Muitas vezes há um desfasamento entre o aumento dos custos para os agricultores e a subida dos preços nas lojas. Choques de preços que atingem as explorações agrícolas na primavera chegam com frequência aos consumidores apenas no outono.

4. Supermercados não estão a lucrar em excesso, mas também não absorvem os custos

A tendência para culpar a ganância das empresas é compreensível e rende politicamente. Mas nem sempre resiste à análise.

Um estudo revisto por pares, publicado em janeiro de 2025, analisou cerca de 89 mil fabricantes europeus de alimentos e bebidas entre 2013 e 2022 e concluiu que as margens de preço, ou seja, a diferença entre o preço final e o custo marginal, diminuíram ao longo desse período.

Entretanto, o relatório de 2026 da McKinsey sobre o retalho alimentar europeu aponta para margens EBIT médias no setor de apenas 2,8%, valor descrito como «uma pausa e não uma recuperação» depois de anos de compressão. Também a análise da S&P Global assinala que mais de metade dos retalhistas europeus avaliados não conseguiriam recuperar, até 2025, as margens que tinham antes da pandemia.

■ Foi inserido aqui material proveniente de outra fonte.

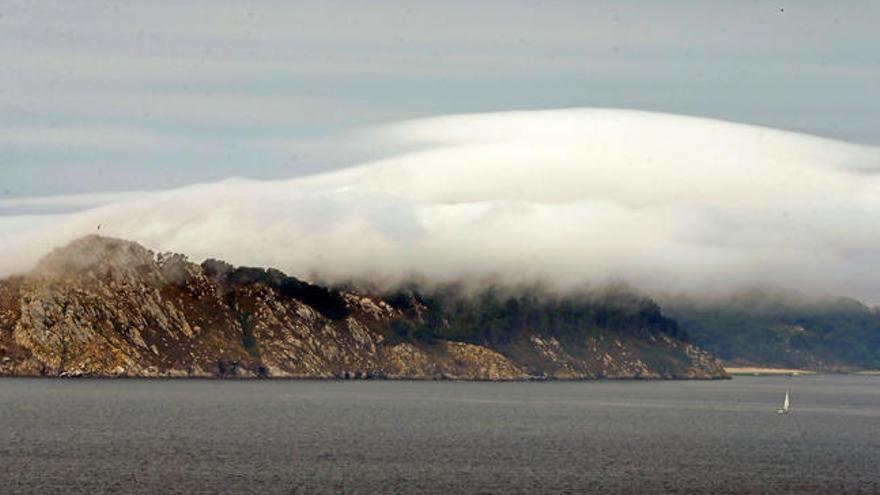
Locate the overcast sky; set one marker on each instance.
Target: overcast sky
(116, 96)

Não se trata de setores a nadar em lucros. São setores com muito pouca margem de manobra. Quando os custos sobem, seja por via dos salários, da energia, das regras de embalagem ou dos insumos agrícolas, há muito pouco espaço para os absorver sem aumentar os preços. A questão nunca é tanto se os custos serão repercutidos, mas sim com que rapidez.

5. Média da UE esconde realidade mais dura no leste

Uma taxa de inflação alimentar em torno de 2,8% em 2025, à escala europeia, pode parecer gerível, pelo menos para quem vive em Paris ou em Roma. O quadro é bastante mais sombrio para quem vive em Bucareste ou em Tallinn.

Em 2025, a inflação alimentar em França foi de apenas 0,7%, enquanto na Roménia atingiu 6,7%. Mas as taxas anuais só mostram a velocidade da variação. O índice de preços dos produtos alimentares do IHPC do Eurostat, que acompanha os níveis de preços acumulados desde 2015, dá uma imagem mais completa de onde os preços realmente estão.

A Hungria está nos 204,56, o que significa que os preços dos alimentos mais do que duplicaram desde 2015. A Estónia está em 180, a Lituânia em 177 e a Polónia em 174. França, em contraste, está em 135.

O que torna esta realidade particularmente penosa é o peso muito maior que a alimentação tem nos orçamentos familiares da Europa de Leste face à Europa Ocidental.

Na Roménia, as famílias gastam cerca de 25% do rendimento em alimentos e bebidas não alcoólicas, segundo dados das contas nacionais do Eurostat. Na Bulgária, a percentagem ronda os 21% e na Letónia situa-se nos 20%.

Compare-se com a Alemanha, onde o peso é de 11,5%, o Luxemburgo, com 9,3%, ou os Países Baixos, com 11,7%.

Um país onde a alimentação custa duas vezes e meia mais do que em 2015 e onde um quarto do rendimento das famílias é gasto no carrinho das compras não vive a mesma realidade de França, mesmo que ambos estejam tecnicamente na área do euro, onde o BCE procura manter a inflação em redor da meta de 2%.